18. Par conséquent, dans cette affaire, il y a eu violation de l’article 1 du Protocole no 1 et de l’article 6 § 1 de la Convention.

II. SUR L’APPLICATION DE L’ARTICLE 41 DE LA CONVENTION

19. Aux termes de larticle 41 de la Convention,

« Si la Cour déclare qu’il y a eu violation de la Convention ou de ses Protocoles, et si le droit interne de la Haute Partie contractante ne permet d’effacer qu’imparfaitement les conséquences de cette violation, la Cour accorde à la partie lésée, s’il y a lieu, une satisfaction équitable. »

A. Dommage matériel

20. Les requérants réclament en premier lieu la réparation du préjudice matériel subi et le chiffrent de la manière suivante :

- 61 364 euros (EUR) correspondant à la différence entre le loyer qu’ils ont perçu et celui qu’ils auraient pu percevoir au prix du marché. En effet ils font valoir que de 1987 à 2000 ils ont perçu de leur ancien locataire la somme globale d’environ 10 412 EUR alors que la somme qu’ils auraient pu demander au prix du marché aurait pu être de 71 775 EUR ;

- 3 495 848 lires (1 805,45 EUR) correspondant aux frais de la procédure d’exécution ; ils ont produit une note d’honoraires pour la somme de 1 836 000 lires (948,21 EUR).

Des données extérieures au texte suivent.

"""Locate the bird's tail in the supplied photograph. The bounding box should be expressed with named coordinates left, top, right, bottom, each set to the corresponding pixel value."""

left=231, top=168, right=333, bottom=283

21. En tout cas, ils affirment que la possibilité de demander une indemnisation au locataire en vertu de l’article 1591 du code civil devrait être rejetée par la Cour au motif qu’il faut l’apprécier in concreto et non pas en théorie. Dans le cas d’espèce, le locataire n’était pas en condition de payer, une autre procédure précédente intentée contre lui afin d’obtenir un remboursement des frais et dépens concernant les parties communes de l’immeuble n’ayant permis de récupérer aucune somme. En outre, même à supposer qu’ils auraient pu saisir les juridictions civiles au sens de l’article 1591 du code civil, ils n’auraient rien pu obtenir pour une période allant de janvier à avril 1989, de janvier 1994 à octobre 1998 et de janvier à octobre 2000. En effet, pendant ces périodes, la suspension des procédures d’exécution avait été imposée par la loi. Les requérants affirment que, conformément à l’arrêt de la Cour constitutionnelle no 482 de 2000, il n’existait aucune possibilité d’obtenir une somme supplémentaire rapportée aux prix du marché, un plafonnement étant prévu par la loi no 61 de 1989. Partant, une somme au moins de 34 974 EUR doit être leur reconnue.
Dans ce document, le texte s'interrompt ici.